Enterprise software giant Salesforce has introduced two compact AI models, the 1-billion and 7-billion parameter xLAM models, which have notably challenged the prevalent “bigger is better” approach in artificial intelligence. Despite their smaller size, these models surpass many more extensive models on function-calling tasks, a process where AI interprets and translates natural language requests into specific function calls or API requests. Examples of such tasks include query processing in travel booking, real-time language translation, and customer relationship management (CRM).
The Salesforce team demonstrates that the performance of these compact models, trained with their precisely curated datasets, reaches state-of-the-art levels on the Berkeley Function-Calling Benchmark, even outperforming several GPT-4 instances. The 1-billion parameter model (xLAM-1B), colloquially known as the “Tiny Giant,” shows exceptional performance, surpassing Claude-3 Haiku and GPT-3.5-Turbo. The 7-billion parameter model (xLAM-7B) ranked 6th on the Function-Calling Leaderboard, beating GPT-4 and Gemini-1.5-Pro.
These successes become more significant when comparing the model sizes against their competitors: xLAM-1B has 1 billion parameters, xLAM-7B has 7 billion parameters, whereas GPT-3 has 175 billion parameters, GPT-4 has an estimated 1.7 trillion parameters. Claude-3 Opus and Gemini Ultra also sport an undisclosed, likely hundreds of billions of parameters. These results underscore that a well-designed model and high-quality training data can outperform size.
Salesforce has utilized an innovative training technique for creating datasets for function-calling tasks. Named APIGen, this pipeline creates diverse, high-quality function-calling datasets by sampling from a vast library of 3,673 executable APIs across 21 categories. The technique provides the AI with a plethora of realistic scenarios to learn from.
The potential applications of the xLAM models are vast. Salesforce can utilize them to enhance the customer relationship management (CRM) systems they develop. They can add advanced features to digital assistants, create more intelligent interfaces for smart home devices, streamline AI processing for autonomous vehicles, and facilitate real-time language translation on edge devices.
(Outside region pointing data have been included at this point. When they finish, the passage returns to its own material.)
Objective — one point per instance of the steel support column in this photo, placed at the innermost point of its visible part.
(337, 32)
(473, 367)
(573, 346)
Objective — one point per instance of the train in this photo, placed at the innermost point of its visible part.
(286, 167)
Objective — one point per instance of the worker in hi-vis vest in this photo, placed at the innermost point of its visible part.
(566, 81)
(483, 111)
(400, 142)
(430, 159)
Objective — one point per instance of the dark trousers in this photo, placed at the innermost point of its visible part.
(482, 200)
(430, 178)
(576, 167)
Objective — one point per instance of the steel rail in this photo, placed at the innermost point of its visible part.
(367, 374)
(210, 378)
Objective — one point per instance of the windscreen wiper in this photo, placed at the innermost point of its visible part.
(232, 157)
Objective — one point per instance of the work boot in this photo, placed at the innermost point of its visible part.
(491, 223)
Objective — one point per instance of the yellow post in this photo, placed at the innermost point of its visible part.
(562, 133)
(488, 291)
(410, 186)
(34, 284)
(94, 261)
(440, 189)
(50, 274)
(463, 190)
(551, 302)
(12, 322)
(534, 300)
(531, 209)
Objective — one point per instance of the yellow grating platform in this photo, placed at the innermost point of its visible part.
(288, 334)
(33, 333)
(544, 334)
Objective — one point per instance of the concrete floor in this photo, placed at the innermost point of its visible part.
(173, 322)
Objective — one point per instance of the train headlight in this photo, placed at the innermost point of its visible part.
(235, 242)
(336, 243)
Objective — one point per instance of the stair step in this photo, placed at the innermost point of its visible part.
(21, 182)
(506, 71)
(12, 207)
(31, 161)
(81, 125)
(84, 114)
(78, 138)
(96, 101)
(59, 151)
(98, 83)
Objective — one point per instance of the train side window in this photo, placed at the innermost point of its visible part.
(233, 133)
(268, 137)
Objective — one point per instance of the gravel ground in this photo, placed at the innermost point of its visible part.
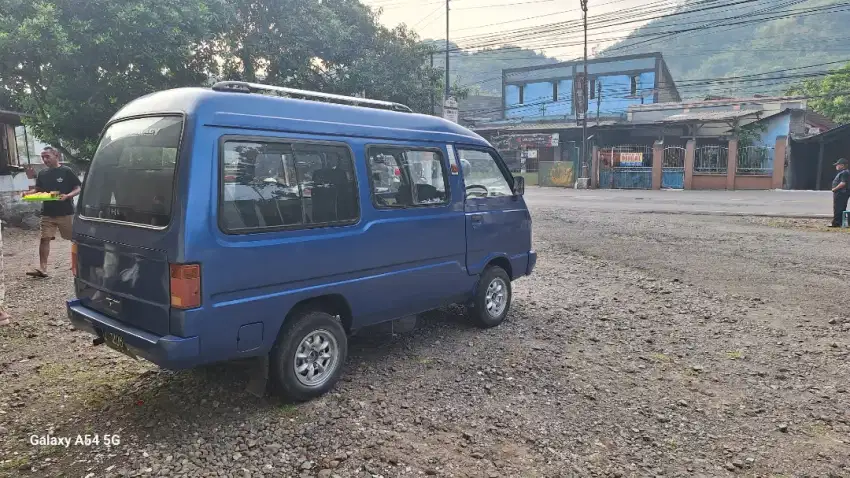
(643, 345)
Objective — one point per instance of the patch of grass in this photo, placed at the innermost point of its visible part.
(94, 386)
(15, 463)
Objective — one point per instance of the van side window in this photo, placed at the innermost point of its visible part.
(482, 175)
(272, 185)
(407, 177)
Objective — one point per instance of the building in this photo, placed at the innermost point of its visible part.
(642, 135)
(537, 122)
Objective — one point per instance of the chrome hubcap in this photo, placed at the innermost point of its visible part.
(316, 358)
(496, 298)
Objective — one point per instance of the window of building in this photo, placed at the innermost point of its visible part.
(279, 185)
(513, 95)
(482, 175)
(407, 177)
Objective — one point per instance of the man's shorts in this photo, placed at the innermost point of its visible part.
(63, 224)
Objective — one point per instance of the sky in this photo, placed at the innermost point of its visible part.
(487, 17)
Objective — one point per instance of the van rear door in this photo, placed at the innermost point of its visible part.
(497, 222)
(125, 208)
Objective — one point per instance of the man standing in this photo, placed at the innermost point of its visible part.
(55, 215)
(840, 192)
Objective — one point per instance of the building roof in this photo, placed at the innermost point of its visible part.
(713, 102)
(544, 126)
(601, 59)
(709, 116)
(843, 130)
(696, 117)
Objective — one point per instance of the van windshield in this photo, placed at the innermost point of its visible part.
(131, 178)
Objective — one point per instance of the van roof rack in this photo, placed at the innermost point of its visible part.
(245, 87)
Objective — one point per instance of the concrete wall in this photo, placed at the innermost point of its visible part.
(774, 128)
(709, 181)
(753, 182)
(547, 91)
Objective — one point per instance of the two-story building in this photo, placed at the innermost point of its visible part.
(538, 114)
These models encourage revisiting and refining conventional AI training approaches and architecture. Salesforce CEO, Marc Benioff, explains that the impressive performance of “Tiny Giant” showcases the potential for “on-device agentic AI.” This refers to AI models so compact and efficient that they can operate on smartphones and Internet of Things (IoT) devices directly, without needing to connect to larger, more potent computing resources elsewhere.
Although Salesforce’s efforts challenge the increasingly larger AI models’ trend, the future of AI will likely include both bigger and smaller ones. What matters more is designing smarter, more efficient models capable of bringing sophisticated features to a broader range of devices and applications. Salesforce’s successful experiment with the impressive xLAM-1B and 7B suggests that the size of AI models will not remain the only, or primary, measure of their efficiency in the future.